The current bill is a Rube Goldberg nightmare with giveaways to insurers, BigPharma, and the medical industry. It is difficult to see how costs will be contained. More but not all Americans will be covered but it is unclear if their health will improve because health was never a focus of this bill. And although most industrialized countries have a single payer or variant that works, you have to wonder why all that experience was so blithefully ignored for what Obama has called an American approach.
This one was so super, ralphbon, that I’ve got to tip my cap.
In my case, as you know, you’re preaching not merely to the converted but the borderline civil disobendient.
Indeed, I even disobey the rules of spelling.

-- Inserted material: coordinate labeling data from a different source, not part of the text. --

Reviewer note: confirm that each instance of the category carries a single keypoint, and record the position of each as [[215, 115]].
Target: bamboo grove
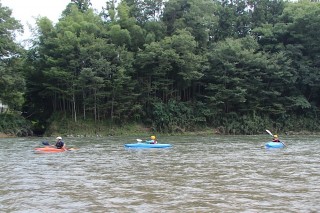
[[178, 65]]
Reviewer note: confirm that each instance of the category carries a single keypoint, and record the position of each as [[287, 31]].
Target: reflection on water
[[198, 174]]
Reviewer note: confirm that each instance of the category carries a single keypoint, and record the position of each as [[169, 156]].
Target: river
[[198, 174]]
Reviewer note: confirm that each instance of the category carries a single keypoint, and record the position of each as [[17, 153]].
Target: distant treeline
[[175, 65]]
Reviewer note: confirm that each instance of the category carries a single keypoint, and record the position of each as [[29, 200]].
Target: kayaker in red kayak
[[60, 144]]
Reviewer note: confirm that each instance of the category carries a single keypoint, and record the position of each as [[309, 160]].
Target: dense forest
[[171, 65]]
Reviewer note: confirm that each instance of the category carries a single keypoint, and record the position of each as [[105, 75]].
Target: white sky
[[27, 10]]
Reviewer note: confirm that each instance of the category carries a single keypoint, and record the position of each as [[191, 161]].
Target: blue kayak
[[274, 145], [147, 145]]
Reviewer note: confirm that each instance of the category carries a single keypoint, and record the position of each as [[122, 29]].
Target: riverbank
[[3, 135]]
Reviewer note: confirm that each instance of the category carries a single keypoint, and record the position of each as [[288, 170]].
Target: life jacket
[[59, 144]]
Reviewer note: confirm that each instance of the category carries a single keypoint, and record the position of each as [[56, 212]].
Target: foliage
[[177, 65], [14, 124]]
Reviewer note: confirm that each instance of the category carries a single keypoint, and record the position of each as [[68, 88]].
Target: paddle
[[46, 143], [141, 141], [270, 133]]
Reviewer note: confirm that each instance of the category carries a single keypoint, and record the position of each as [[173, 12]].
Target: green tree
[[11, 73]]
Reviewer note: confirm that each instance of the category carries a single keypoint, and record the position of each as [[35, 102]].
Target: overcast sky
[[27, 10]]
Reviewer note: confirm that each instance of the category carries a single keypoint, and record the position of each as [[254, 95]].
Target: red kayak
[[49, 149]]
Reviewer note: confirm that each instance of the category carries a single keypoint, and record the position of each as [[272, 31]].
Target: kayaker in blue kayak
[[153, 140], [275, 138], [59, 144]]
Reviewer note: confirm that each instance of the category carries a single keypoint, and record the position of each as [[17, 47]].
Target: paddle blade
[[269, 132], [46, 143]]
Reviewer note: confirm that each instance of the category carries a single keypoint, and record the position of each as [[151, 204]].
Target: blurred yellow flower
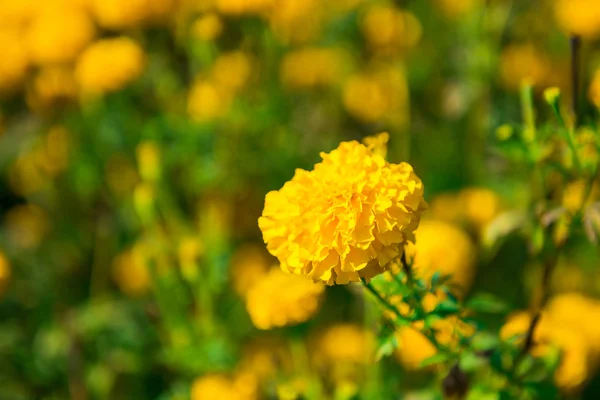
[[579, 17], [523, 62], [26, 226], [282, 299], [594, 89], [344, 220], [249, 265], [207, 101], [574, 366], [15, 62], [130, 271], [222, 387], [386, 27], [54, 84], [58, 35], [376, 96], [4, 272], [312, 66], [108, 65], [441, 246], [207, 27], [232, 70], [480, 205]]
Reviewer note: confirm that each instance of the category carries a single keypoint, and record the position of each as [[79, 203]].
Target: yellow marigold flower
[[594, 89], [4, 272], [457, 8], [58, 35], [232, 70], [249, 265], [574, 366], [580, 313], [207, 27], [344, 220], [282, 299], [373, 96], [130, 272], [13, 67], [51, 85], [579, 17], [480, 205], [207, 101], [218, 386], [443, 247], [109, 65], [345, 344], [311, 67], [117, 14], [389, 27], [521, 63], [26, 226]]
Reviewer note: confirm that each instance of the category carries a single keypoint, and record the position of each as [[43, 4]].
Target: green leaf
[[470, 362], [435, 359], [386, 347], [484, 341], [487, 303]]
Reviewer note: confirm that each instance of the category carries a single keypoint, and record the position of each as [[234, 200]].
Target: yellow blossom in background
[[388, 28], [346, 219], [249, 265], [58, 35], [455, 9], [282, 299], [15, 62], [26, 226], [594, 89], [52, 85], [207, 101], [574, 365], [4, 273], [443, 247], [130, 271], [573, 195], [480, 205], [218, 386], [523, 62], [207, 27], [109, 65], [578, 17], [311, 67], [378, 95], [232, 70]]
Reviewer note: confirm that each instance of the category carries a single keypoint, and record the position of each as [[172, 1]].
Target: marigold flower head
[[282, 299], [218, 386], [579, 17], [15, 62], [346, 219], [58, 35], [108, 65]]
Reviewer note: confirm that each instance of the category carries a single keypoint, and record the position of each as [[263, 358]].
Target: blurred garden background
[[138, 140]]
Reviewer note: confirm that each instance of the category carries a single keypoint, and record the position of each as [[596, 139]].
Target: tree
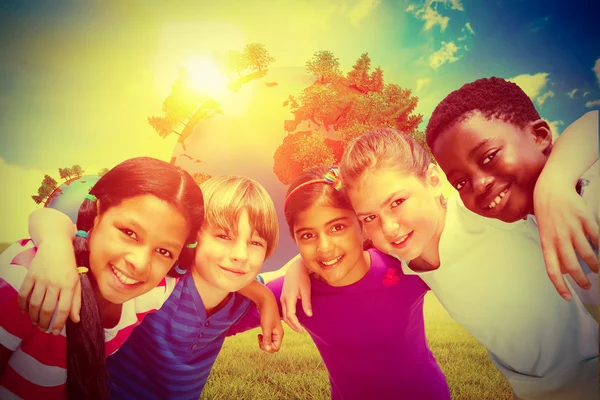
[[324, 66], [200, 177], [339, 111], [183, 109], [77, 170], [256, 57]]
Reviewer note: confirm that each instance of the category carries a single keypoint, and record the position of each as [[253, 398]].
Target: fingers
[[76, 303], [48, 307], [554, 272], [35, 303], [24, 292]]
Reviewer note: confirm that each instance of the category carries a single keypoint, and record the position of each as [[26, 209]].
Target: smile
[[122, 278], [498, 199]]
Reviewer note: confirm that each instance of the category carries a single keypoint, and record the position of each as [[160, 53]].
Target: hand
[[270, 323], [296, 285], [52, 278], [565, 224]]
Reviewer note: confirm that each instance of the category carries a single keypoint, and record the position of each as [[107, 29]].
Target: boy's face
[[493, 164], [229, 261]]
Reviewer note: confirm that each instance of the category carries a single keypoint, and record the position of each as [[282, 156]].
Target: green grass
[[242, 371]]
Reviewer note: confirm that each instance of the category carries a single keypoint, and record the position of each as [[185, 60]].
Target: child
[[488, 274], [369, 324], [132, 228], [492, 144], [172, 352]]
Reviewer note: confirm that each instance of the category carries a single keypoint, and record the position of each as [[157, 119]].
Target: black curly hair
[[492, 97]]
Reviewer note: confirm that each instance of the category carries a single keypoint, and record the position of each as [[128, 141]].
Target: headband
[[332, 177]]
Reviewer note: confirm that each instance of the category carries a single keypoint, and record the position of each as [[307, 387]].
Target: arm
[[52, 277], [564, 221], [296, 286], [270, 320]]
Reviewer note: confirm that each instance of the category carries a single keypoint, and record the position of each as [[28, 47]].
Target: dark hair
[[492, 97], [86, 370]]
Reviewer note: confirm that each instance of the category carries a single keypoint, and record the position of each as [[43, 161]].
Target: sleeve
[[251, 318]]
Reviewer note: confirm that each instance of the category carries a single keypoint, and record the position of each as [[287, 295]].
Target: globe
[[69, 196]]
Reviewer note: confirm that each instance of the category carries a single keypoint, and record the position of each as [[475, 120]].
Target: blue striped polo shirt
[[170, 354]]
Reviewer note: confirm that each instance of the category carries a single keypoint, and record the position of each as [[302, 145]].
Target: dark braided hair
[[494, 98], [86, 369]]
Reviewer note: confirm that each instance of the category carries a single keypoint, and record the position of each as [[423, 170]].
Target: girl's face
[[399, 211], [229, 261], [330, 243], [133, 245]]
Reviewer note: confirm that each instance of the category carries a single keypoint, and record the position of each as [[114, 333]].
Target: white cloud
[[532, 85], [554, 128], [542, 98], [593, 103], [361, 9], [445, 55], [421, 83]]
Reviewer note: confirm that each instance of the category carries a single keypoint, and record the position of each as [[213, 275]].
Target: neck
[[430, 257], [213, 298]]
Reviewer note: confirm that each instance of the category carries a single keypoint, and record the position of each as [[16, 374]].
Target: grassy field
[[242, 371]]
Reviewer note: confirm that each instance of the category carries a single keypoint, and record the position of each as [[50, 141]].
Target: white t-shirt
[[492, 280]]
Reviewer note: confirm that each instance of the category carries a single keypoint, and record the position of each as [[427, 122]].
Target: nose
[[483, 183], [239, 252], [139, 259], [324, 245], [390, 227]]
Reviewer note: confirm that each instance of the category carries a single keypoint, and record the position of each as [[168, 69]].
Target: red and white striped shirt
[[37, 366]]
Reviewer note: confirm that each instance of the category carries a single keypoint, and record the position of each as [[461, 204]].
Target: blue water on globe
[[72, 195]]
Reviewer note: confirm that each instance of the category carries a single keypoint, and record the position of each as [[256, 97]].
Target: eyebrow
[[327, 223], [384, 203], [139, 228]]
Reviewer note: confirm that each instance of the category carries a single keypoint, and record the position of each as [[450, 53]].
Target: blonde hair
[[226, 196], [382, 148]]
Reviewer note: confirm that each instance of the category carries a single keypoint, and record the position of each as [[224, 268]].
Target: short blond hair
[[384, 147], [226, 196]]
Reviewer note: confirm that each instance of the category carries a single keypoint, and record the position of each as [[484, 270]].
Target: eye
[[369, 218], [338, 227], [164, 252], [306, 236], [397, 202], [487, 159], [460, 184], [129, 233]]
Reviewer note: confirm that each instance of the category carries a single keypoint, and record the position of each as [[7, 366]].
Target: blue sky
[[79, 79]]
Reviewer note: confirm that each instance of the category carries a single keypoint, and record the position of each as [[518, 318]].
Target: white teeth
[[497, 200], [125, 280], [331, 262]]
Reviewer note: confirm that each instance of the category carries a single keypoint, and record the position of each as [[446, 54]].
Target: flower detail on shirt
[[391, 278]]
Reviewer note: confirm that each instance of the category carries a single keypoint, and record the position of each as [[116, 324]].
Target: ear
[[434, 179], [542, 134]]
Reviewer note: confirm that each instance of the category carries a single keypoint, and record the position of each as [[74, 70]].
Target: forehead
[[156, 217], [320, 215], [376, 187]]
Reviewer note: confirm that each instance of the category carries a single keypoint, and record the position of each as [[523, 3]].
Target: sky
[[79, 79]]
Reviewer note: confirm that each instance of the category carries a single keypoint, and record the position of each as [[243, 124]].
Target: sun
[[205, 76]]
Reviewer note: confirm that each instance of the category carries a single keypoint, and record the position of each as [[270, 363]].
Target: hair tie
[[332, 177], [179, 270]]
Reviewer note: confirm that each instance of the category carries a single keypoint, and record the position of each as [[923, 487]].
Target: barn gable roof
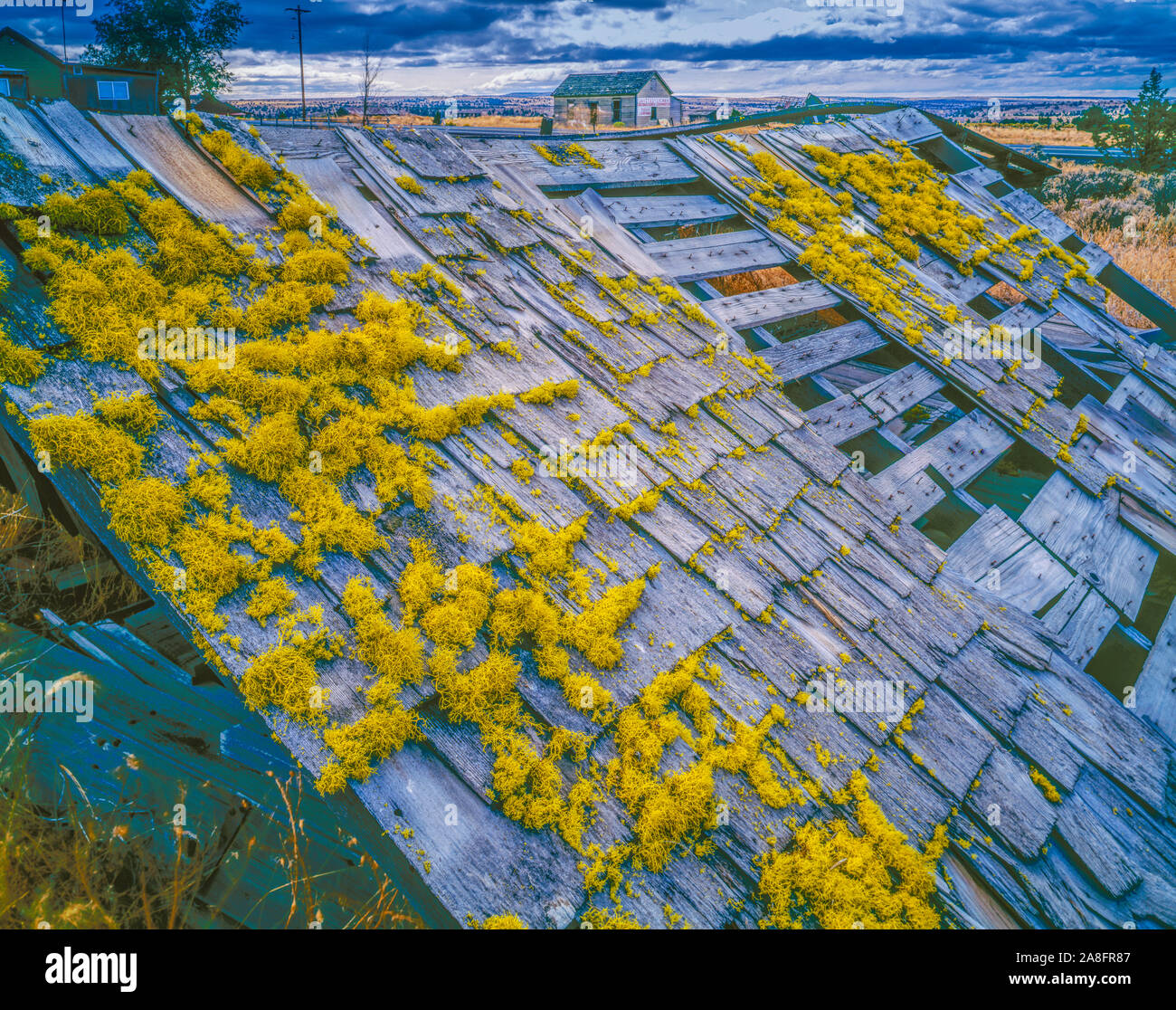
[[622, 82], [631, 568]]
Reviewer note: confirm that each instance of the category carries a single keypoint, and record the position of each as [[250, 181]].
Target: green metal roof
[[621, 82]]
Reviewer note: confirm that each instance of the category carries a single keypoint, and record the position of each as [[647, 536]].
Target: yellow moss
[[839, 877], [87, 444], [270, 597], [138, 414], [1048, 789], [145, 512], [498, 922]]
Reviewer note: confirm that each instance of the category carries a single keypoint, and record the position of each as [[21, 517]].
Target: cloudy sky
[[763, 47]]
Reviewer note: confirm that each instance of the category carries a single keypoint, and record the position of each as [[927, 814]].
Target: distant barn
[[216, 106], [630, 98], [33, 71]]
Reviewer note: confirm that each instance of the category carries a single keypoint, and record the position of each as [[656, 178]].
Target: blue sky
[[831, 47]]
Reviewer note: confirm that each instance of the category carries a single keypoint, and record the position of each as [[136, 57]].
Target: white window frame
[[112, 89]]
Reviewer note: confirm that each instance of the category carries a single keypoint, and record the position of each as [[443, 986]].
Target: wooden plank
[[1088, 627], [716, 255], [361, 215], [959, 453], [1086, 532], [431, 153], [27, 144], [650, 212], [900, 391], [154, 144], [85, 143], [1155, 690], [988, 541], [763, 308], [807, 356]]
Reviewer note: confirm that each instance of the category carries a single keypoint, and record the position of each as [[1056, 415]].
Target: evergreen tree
[[183, 39]]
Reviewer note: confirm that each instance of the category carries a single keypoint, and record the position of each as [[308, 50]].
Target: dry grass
[[1046, 136], [1151, 259], [1006, 293], [35, 555], [1130, 214], [753, 281], [81, 868], [74, 869]]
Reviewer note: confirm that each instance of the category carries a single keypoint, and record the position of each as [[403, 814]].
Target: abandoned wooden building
[[89, 86], [612, 529], [626, 98]]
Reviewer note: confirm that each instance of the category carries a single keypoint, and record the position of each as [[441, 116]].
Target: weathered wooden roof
[[764, 548], [619, 82]]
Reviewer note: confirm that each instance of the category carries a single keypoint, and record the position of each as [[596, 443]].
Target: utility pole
[[298, 13]]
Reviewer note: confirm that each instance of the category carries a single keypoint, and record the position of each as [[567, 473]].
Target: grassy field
[[1063, 136], [1130, 214]]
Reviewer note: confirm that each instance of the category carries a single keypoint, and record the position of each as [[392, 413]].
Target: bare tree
[[369, 71]]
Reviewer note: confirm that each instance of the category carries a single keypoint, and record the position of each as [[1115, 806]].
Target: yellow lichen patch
[[498, 922], [547, 392], [1047, 787], [145, 512], [138, 414], [87, 444], [286, 677], [842, 877], [376, 735], [247, 168], [594, 631], [18, 365], [270, 597]]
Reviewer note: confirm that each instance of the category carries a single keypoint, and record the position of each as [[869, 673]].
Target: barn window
[[113, 91]]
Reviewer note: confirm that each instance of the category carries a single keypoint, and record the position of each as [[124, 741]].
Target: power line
[[298, 13]]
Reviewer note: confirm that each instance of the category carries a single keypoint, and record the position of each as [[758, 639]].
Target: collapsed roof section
[[501, 528]]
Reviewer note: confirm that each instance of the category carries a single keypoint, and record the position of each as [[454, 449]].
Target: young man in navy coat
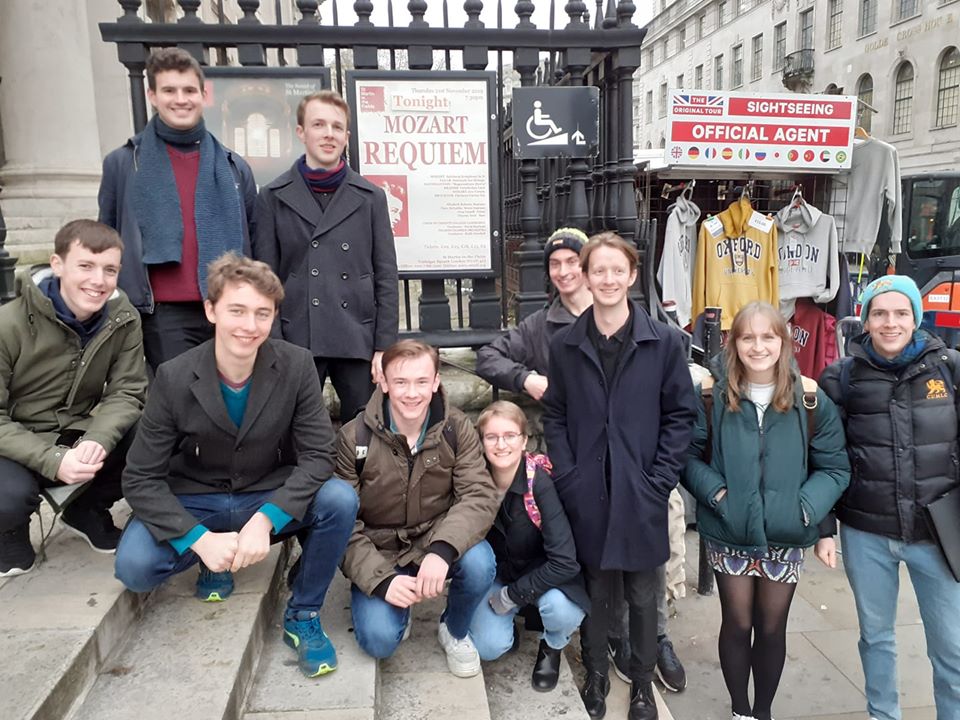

ralphbon, thanks very much, recommended.
Don’t you mean “uniquely American”? ;-)
And you’re right, the bill is going to be completely watered down and be complicated and ineffectual in order for Obama to assuage his co-dependent psychosis of trying to appease to the status quo of the economic elitists
Oh, and the fact that it is complicated is going to guarantee that American’s are not going to get anything close to what’s needed
And the bill has a mortal marketing flaw – complication. How are you going to sell it to the 70% (guess) of the American public in middle America that get their info from the teevee and talk radio
Check out the chart
The 24/7 Fox News and radio show talking points are going to be “bureaucracy, red tape, soviet-style regulations, complicated arcane rules, tax increases for the rich which will kill job creation, huge increases in deficit spending, bureaucrats choose who’s covered …”
Good luck fighting that
As opposed to the simplicity of single-payer “everybody in, nobody out.” It’s cheaper; creates jobs; creates tax revenue rather than being a burden; and everybody’s in, rich or poor
But then what do I know?
Indeed, great diary, heartily rec’d.
You forgot: “rationed care” and “won’t get to choose your own doctor” [although I guess they’d include that under “Soviet-style regulations].
Great diary. Thanks.
Ralph, more shock and awe.
Lobby money’s tidal wave once again sinks all taypayer boats.
Thanks for this. I think of the old Mr. Smith Goes to Washington movie. The machines are still so alive and well.
Excuse me, I have to go exercise and eat some veggies. I can’t afford to not be well in this anti-humanity profit-pirate society.